I first met Stephen in 1984 as a street outreach worker at Lincoln’s Inn Fields, frequently referred to at the time as ‘Cardboard City’. Stephen was in his late-20s and part of the hard core group of rough sleepers who constructed elaborate ‘bashes’ from cardboard boxes in the small park.  He was a troubled man who frequently pretended he had swallowed pills with the intention of killing himself or was heading off to hang himself from a convenient beam in a derelict building. This drama was usually placed by the various care staff who sought to help Stephen in the category of ‘attention seeking’ or ‘a cry for help’, according to how exasperated we were feeling about him at the time.  Eventually, as happens with even the most chaotic and long-term rough sleeper, Stephen came off the streets, first moving into a hostel and later to a self-contained flat where he received support from a team specialising in helping people with mental health problems.

The suicide threats continued unabated, and in order to keep the level of menace high, he felt it necessary to concoct increasingly elaborate forms of suicide. Typically an inebriated Stephen would call a support worker at 2.00am to inform them that he had swallowed razorblades and had locked himself in his flat where he awaited a ghastly finale. The support worker would then call the police and meet them at the flat where Stephen, predictably, would refuse entry. Next, the door would be unceremoniously booted in by the police. We could not take the risk that Stephen might be, for once, telling the truth.

Around 1998 Stephen’s life changed.  He stumbled across something called a Loving Relationship. If there is one thing that, in my experience, can improve beyond recognition the life of a homeless person it is this particular Holy Grail, sought by many but found by just a few. Stephen’s life became inextricably entwined with that of Max, a mature man of the old school with a cut glass accent, spruce and dapper, possessing the most extraordinary patience and resilience. There followed what I regard as Stephen’s Golden Age, during which time he was purposefully engaged in various activities including a local campaign to prevent the area in the front of his home from being a bus terminus. Most fundamentally, the child-like need for constant attention reduced.  All this ended with Max’s death in 2004.         
    
Homeless people frequently die prematurely and, at 52, Stephen was no exception.  As with so many, it was the drink that got him. The signs were not auspicious when he moved from drinking in company at the local pub to consuming cans of super strength White Lightning cider in his flat, mostly alone. Nothing could pull him out of this fatal tail-spin. I last saw him at Kings College hospital in South London.

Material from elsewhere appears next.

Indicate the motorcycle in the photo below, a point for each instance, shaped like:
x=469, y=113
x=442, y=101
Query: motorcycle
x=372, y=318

A mask was clamped to his face to assist his breathing and he had turned the familiar, stomach-turning, yellow-brown of the drinker whose liver has packed up for good.

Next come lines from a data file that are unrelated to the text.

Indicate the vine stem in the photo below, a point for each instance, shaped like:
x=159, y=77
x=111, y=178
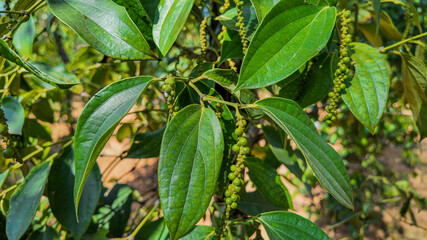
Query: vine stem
x=383, y=50
x=13, y=12
x=142, y=223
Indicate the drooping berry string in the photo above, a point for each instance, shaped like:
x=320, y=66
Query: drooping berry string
x=236, y=177
x=169, y=91
x=203, y=41
x=241, y=25
x=341, y=73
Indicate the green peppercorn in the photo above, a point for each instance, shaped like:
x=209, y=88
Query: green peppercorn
x=246, y=150
x=347, y=14
x=8, y=153
x=238, y=131
x=242, y=141
x=235, y=148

We stumble out of the crematorium into the June sunshine, the most motley of crews; Thames Reach staff, homeless friends, the people from the pub and neighbours who knew him simply as a friendly, eccentric, local personality.  Each of us carries our own thoughts, pondering this complex, frequently frustrating character.  A turbulent profusion of memories tumble over each other. We are gripped by feelings of loss, bewilderment, relief and guilt. Some remember how, after a disturbed night full of tension and worry after another threatened suicide drama they had fantasised about gripping him by the throat to press remorselessly on that fragile windpipe, letting the life drain slowly from the body…..

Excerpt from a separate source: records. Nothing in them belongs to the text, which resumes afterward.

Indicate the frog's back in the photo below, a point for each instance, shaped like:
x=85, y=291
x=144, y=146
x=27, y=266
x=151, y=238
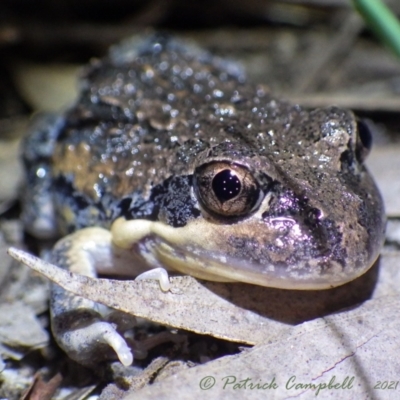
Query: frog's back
x=143, y=114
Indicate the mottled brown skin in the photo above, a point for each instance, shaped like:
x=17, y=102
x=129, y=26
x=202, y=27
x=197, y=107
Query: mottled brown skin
x=147, y=118
x=146, y=151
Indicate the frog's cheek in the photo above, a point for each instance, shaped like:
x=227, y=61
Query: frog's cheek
x=200, y=249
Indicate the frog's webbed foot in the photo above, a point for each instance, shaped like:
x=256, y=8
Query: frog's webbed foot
x=86, y=333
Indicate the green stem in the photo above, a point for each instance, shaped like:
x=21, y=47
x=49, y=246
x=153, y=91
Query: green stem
x=382, y=21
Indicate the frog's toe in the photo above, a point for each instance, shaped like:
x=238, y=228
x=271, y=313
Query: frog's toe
x=95, y=342
x=158, y=274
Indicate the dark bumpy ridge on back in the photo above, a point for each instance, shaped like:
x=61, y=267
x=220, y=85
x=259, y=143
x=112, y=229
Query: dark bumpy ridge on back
x=150, y=112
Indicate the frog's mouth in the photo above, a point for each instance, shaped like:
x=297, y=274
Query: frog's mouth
x=200, y=251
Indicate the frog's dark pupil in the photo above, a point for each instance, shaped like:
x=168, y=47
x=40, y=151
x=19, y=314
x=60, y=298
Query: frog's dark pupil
x=226, y=185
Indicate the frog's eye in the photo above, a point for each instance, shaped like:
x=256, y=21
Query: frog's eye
x=364, y=139
x=226, y=189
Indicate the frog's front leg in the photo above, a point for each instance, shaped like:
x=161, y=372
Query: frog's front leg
x=87, y=331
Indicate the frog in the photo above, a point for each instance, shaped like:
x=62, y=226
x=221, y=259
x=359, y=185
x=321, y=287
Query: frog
x=171, y=161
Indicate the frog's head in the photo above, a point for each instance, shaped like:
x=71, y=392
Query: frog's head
x=306, y=215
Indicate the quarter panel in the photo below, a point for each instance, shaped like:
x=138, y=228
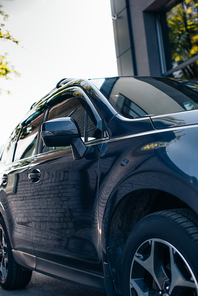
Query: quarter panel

But here, finally, in the comfort of the pub where Stephen was a regular the stories are full of warmth and affection, the babble of conversation swells and peaks. Then, slowly, we sink back into our seats, strangely replete, finding consolation in the certainty that the world will be a poorer place without him.          

Nia
14 Aug 2009

Bless you for caring for Ken, Stephen and all those who have lost their way in life. Thank you for writing about the real people that lie behind the stereotypes.